LOUISVILLE — The expected pace scenario for the 137th Kentucky Derby took a twist Tuesday as word came down that Grade I winner J P's Gusto and Rebel Stakes winner The Factor will not contest the 11/4-mile classic.
On yet another soggy morning at Churchill Downs, trainer Bob Baffert said he was "leaning against" starting The Factor in the first leg of the Triple Crown.
Shortly after that statement, owner George Bolton confirmed that they were going to err on the side of caution and officially remove The Factor from Derby consideration.
"It's much too quick," Bolton said. "We don't want to run a horse that isn't right. The right thing for The Factor is to wait and go either to the Preakness, Met Mile, Woody Stephens or something like that."
The Factor displaced his palate during his seventh-place finish in the Grade I Arkansas Derby on April 16 and underwent minor throat surgery last week to correct the issue.
Baffert said his concerns about The Factor's one-dimensional running style and ability to handle the 11/4 miles were also big reasons he is inclined to point the son of War Front to a different race.
A confirmed front-runner, The Factor blazed his way to victories in the Grade II San Vicente and a 61/4-length win in the Rebel while on the lead but was clearly not as comfortable when he had to sit off horses in the Arkansas Derby — displaced palate or not.
"We want to get him really right, and the mile and a quarter has always been in the back of my mind," Baffert said. "He's going to want to go too fast. He's not a true mile-and-a-quarter horse."
J P's Gusto, who set the pace in the Arkansas Derby before fading to eighth, was also withdrawn from consideration from the Derby, according to John O'Hara, racing manager for owner Gem Inc.

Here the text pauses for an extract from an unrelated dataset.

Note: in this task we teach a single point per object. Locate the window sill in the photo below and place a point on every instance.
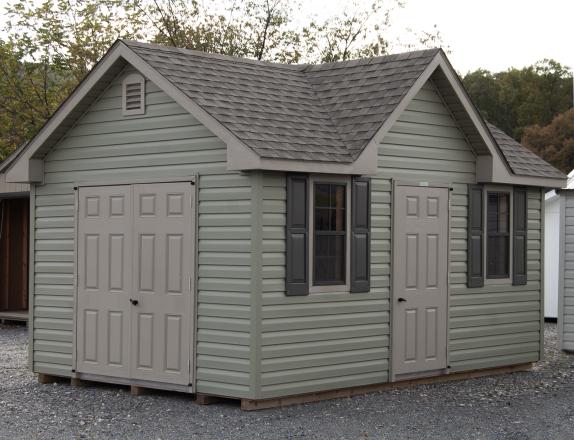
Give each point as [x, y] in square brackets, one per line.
[335, 288]
[497, 281]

The defections of J P's Gusto and The Factor not only play favorably for horses such as Soldat and Uncle Mo, who probably will be on or close to the pace, but they also clear the way for Florida Derby runner-up Shackleford and Twinspired, second in the Grade I Blue Grass Stakes, to crack the top 20 on the graded-stakes earnings list and get into the Kentucky Derby field.
The Daily Racing Form reported that Mike Smith will ride Twinspired in the Derby.
Silver Medallion, fourth in the Grade III Coolmore Lexington Stakes last weekend, is now the first horse out.
Midnight Interlude, Santiva put in works
Baffert does have one Kentucky Derby hopeful left in Grade I Santa Anita Derby winner Midnight Interlude, and the Hall of Fame trainer was further encouraged by his chances after the colt worked 6 furlongs in company over the sloppy Churchill track Tuesday.
The son of War Chant worked along with stablemate Mythical Power, covering the distance in 1:133⁄5.
"He's tough, he's a tough horse," Baffert said of the move. "He got a lot out of it."
Tom Walters' Santiva also worked in company Tuesday, drilling 4 furlongs in :491⁄5.
Baffert endured a heart-wrenching morning as Gilded Gem, a filly who was pointing for the Grade I Humana Distaff, broke down after working in company with Kentucky Oaks hopeful Plum Pretty. Gilded Gem was euthanized because of fatal ankle fractures.
"It just scares you," Baffert said. "I'm still in shock over it. It (happened) after the work. She was done working. That's when she did it, was pulling up."
Plum Pretty completed her 7-furlong move in 1:282⁄5.
Repole: Dominguez will ride Stay Thirsty
Owner Mike Repole said Eclipse Award winner Ramon Dominguez will ride graded- stakes winner Stay Thirsty in the Kentucky Derby.
Three-time Kentucky Derby-winning jockey Calvin Borel guided Stay Thirsty through his latest workout at Churchill Downs this past weekend, but Dominguez has ridden Stay Thirsty in his last two starts, including his win in the Grade III Gotham Stakes on March 5.
"(Trainer) Todd (Pletcher) and I spoke after Mo's work and we decided to go with Ramon," said Repole, who also owns 2-year-old champion Uncle Mo.
Borel helped Pletcher win his first Kentucky Derby last year when he guided Super Saver to victory — the third Derby win in the last four years for the affable rider.
"I am surprised actually," Pletcher said Tuesday morning — before the decision had been made — when asked whether he was shocked Borel doesn't yet have a Derby mount. "A lot of it has to do with preps, and he obviously didn't have a horse that ran well enough in some of the preps to get here.
"We are aware of Calvin's success here, but we also have to respect commitments we've had before."